As human rights activist and lawyer Sergei Zayets reported on April 29, the UN Human Rights Committee issued a decision (view) in the case “Bratsylo, Golovko and Konyukhov v. Russia” 3022/2017, concerning the forcible imposition of Russian “citizenship” by the occupiers in the Crimea on persons in places of unfreedom, and the transfer of such “convicts” “to serve their sentences” to Russia. The case involved a person who received a “sentence” in April 2014 in occupied Sevastopol and two persons whose Simferopol sentence in 2013 was “revised” by an “appeal court” under the occupation.
Previously, human rights activists pointed out that more than 450 people who, as of March 2014, were in places of detention in Crimea, unsuccessfully appealed to the occupiers with a demand to transfer them to mainland Ukraine as Ukrainian citizens. In its decision in case 3022/2017, the UN Committee recognized that the applicants fell into the category of protected persons under the IV Geneva Convention and should not have moved from the occupied territory.
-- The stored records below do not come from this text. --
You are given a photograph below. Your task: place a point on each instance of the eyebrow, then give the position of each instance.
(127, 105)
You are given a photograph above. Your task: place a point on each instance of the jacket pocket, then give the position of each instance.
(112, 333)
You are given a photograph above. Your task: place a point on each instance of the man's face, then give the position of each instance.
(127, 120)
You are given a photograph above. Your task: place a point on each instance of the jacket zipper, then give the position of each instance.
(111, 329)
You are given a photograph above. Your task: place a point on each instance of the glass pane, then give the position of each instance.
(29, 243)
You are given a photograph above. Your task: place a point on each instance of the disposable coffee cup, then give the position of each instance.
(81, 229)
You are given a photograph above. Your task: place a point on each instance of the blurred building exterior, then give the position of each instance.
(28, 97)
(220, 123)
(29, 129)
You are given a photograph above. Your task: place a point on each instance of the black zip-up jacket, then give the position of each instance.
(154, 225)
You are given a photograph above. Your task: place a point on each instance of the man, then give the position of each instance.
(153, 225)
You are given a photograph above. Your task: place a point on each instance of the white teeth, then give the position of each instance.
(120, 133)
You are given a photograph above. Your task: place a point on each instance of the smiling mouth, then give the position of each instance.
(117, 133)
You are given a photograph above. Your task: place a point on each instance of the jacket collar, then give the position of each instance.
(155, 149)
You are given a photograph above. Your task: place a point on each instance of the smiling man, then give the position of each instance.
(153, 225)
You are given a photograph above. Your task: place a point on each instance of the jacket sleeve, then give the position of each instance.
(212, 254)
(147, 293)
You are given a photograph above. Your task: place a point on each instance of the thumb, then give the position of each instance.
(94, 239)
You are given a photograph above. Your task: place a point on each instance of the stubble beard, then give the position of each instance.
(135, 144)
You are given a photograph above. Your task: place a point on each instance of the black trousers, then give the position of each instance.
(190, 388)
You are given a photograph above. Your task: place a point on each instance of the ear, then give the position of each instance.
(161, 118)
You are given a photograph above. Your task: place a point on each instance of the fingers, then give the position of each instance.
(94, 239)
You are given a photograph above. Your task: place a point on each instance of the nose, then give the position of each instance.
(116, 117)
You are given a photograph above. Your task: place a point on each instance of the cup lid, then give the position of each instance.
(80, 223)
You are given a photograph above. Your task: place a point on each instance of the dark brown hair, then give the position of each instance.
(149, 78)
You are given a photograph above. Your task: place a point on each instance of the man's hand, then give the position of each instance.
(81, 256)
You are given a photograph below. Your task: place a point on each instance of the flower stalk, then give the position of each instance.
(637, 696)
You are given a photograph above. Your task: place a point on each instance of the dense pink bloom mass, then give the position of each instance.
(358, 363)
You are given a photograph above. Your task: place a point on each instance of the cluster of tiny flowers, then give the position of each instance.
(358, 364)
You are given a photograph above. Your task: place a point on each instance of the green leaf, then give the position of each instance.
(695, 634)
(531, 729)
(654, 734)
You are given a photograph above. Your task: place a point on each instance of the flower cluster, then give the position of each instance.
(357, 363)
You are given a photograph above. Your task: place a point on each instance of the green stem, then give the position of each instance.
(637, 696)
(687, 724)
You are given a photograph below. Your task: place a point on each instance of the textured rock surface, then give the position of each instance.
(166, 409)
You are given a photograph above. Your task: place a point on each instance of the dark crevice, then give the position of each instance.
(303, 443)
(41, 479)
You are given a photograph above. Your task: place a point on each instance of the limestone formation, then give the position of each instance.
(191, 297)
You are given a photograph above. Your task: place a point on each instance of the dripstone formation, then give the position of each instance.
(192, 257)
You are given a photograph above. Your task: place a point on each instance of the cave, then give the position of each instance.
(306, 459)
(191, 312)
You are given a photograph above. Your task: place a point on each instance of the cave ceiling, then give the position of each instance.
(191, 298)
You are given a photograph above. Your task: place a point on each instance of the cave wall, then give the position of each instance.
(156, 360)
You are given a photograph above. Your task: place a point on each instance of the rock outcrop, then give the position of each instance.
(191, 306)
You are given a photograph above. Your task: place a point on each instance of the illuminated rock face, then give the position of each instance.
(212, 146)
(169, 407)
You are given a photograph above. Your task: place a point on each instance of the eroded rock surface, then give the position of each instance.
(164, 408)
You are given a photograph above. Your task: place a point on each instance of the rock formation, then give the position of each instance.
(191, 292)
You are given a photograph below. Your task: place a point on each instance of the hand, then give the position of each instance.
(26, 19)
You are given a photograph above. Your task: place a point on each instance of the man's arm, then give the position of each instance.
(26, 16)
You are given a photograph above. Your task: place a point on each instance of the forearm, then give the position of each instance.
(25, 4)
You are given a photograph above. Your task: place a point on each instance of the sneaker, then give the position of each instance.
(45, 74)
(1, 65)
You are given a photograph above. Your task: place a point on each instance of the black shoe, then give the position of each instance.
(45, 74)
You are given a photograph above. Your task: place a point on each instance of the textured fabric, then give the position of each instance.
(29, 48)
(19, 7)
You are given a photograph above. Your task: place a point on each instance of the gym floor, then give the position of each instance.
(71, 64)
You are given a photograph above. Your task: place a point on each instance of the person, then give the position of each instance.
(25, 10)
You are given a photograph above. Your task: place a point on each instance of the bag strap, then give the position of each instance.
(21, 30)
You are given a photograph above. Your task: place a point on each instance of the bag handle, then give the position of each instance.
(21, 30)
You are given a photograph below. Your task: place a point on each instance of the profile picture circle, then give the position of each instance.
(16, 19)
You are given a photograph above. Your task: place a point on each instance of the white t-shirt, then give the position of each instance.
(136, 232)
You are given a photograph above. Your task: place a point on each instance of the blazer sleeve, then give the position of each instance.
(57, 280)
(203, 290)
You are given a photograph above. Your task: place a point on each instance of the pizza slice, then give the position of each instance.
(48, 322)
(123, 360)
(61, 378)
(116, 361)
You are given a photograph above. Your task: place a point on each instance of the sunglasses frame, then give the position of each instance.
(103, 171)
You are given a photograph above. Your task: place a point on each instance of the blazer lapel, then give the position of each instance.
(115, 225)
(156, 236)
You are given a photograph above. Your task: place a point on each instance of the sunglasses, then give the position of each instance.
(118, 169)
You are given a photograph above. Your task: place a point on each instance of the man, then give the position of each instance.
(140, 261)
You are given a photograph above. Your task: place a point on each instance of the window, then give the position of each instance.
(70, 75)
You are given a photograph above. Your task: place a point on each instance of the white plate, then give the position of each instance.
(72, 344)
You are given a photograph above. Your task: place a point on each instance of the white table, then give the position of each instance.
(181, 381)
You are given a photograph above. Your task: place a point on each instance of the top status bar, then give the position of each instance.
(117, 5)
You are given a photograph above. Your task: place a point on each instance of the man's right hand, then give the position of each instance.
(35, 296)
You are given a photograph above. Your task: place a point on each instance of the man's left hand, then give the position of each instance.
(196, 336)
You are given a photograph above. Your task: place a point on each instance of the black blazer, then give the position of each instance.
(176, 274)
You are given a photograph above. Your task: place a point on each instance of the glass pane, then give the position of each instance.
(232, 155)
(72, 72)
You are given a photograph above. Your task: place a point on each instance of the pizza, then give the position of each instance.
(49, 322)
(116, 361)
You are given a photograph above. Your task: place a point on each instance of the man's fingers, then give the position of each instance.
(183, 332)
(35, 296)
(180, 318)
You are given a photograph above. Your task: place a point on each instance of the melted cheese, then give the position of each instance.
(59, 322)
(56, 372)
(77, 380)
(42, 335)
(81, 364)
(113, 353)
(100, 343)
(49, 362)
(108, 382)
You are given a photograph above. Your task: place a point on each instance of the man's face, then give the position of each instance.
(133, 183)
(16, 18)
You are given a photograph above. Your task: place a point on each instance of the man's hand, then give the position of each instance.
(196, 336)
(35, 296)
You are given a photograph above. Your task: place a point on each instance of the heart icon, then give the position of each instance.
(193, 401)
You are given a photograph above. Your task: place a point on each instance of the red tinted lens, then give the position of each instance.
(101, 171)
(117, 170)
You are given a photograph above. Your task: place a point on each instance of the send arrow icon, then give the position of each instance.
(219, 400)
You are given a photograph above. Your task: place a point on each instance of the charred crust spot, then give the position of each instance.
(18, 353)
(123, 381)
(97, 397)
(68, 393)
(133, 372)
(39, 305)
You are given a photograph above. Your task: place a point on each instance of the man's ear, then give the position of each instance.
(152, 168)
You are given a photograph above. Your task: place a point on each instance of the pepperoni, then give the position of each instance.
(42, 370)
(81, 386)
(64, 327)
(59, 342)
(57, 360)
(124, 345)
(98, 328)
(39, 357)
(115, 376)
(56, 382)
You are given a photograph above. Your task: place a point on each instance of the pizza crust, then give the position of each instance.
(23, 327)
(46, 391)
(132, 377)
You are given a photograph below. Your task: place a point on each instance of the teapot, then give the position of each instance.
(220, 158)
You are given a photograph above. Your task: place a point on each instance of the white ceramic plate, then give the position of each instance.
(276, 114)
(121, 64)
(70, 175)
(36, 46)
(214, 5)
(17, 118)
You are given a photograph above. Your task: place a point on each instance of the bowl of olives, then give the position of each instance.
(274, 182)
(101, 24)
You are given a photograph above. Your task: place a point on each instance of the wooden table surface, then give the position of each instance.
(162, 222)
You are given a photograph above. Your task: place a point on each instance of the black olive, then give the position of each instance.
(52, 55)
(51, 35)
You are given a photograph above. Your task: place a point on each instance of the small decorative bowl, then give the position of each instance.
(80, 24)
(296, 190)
The Committee in this decision found that the forced “granting of Russian citizenship” and the forced transfer from the Crimea to Russia of the applicants violated part 1 of article 9, part 4 of article 12, part 1 of article 15, part 1 of article 17 and article 26 of the International Covenant on Civil and Political rights, that is, it established the fact of discrimination against the applicants in their rights to freedom, to private life, to stay in their country, and their conviction without proper grounds.
This decision was the first “Crimean case” related to the occupation to be considered in essence by the UN Committee, and it will obviously continue to be an important legal precedent.